Relocating can be a very difficult process, even when you’re not faced with grief. With that in mind, it’s important to develop a game plan before you get started.

  1. Identify your goal. Is it to move closer to family? Is it to downsize for financial reasons? Grief counselors recommend that it’s best not to make any major decisions for at least six to 12 months after your loss.
  2. Get an idea of how much your home is worth by using a home cost calculator or consulting free websites that list your home’s value.
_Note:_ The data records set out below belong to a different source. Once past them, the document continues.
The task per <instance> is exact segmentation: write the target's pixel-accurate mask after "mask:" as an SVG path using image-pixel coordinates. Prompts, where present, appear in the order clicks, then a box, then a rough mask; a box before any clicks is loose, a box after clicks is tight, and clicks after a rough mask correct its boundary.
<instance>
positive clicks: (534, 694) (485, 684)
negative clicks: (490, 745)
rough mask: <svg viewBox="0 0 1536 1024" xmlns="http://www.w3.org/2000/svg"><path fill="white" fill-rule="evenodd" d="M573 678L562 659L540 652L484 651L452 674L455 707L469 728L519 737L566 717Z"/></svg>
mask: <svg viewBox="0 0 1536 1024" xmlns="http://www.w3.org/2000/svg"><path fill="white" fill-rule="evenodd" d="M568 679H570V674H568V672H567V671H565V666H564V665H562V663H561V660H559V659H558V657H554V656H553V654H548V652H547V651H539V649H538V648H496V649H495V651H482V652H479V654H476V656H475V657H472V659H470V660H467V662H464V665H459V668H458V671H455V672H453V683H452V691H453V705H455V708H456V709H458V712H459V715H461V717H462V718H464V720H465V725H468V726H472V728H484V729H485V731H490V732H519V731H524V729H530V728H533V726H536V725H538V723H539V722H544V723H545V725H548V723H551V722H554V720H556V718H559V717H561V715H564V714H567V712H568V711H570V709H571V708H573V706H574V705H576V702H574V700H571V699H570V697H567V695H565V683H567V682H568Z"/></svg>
While these websites offer great estimates, you’ll need to consult with realtors in your area for the best accuracy.
  3. Find a realtor you feel comfortable with who will market your home to get the most bang for your buck. You’ll also need to find a realtor in the area where you’re moving. Talk with several until you find one who clicks with you and understands your needs.
  4. One of the best gifts you can give yourself is to hire help. You can start by hiring a cleaning service to give your home a deep cleaning before you move out. In the St. Paul area, a maid service charges $121 to $219 on average. Next, hire a professional moving service. What would take you weeks will take them only a few days, and your beloved belongings are much less apt to break due to insufficient packaging. Check online reviews before signing a contract (it’ll usually cost your around $25 an hour for each mover). Moving.com offers tips on hiring a moving company.
  5. One of the most difficult challenges you’ll face is deciding what to do with your loved one’s belongings. Releasing some of these items is all part of the grieving process towards healing. If doing this on your own feels too overwhelming, enlist the help of your most supportive friend. This is a time to be extra gentle and patient with yourself. Unless there is a strict timeline for your move, go at your own pace.


Consider giving a few friends and family members some of your loved one’s treasures. Giving some items to your loved one’s favorite charity or one you feel he or she would like is another option. Some find the act of repurposing objects very comforting. For example, you could make a memorial quilt from your loved one’s clothes.
Whether your reasons for moving are for emotional, practical, or financial purposes, kudos to you for taking this important next step. Grief is a process; it is not a place where we are to stay forever. Just as God allowed the children of Israel a time of mourning but then eventually told them to get up and move on, He will guide you as well. In your journey through grief, remember that “Weeping may endure for a night, but joy comes in the morning.” (Psalm 30:5 NIV) Right now, you may feel like you’ll never be happy again, but as a believer, you can have hope even in the midst of sorrow. While you will always carry your loved one in your heart, may you begin to create beautiful new memories in your new home.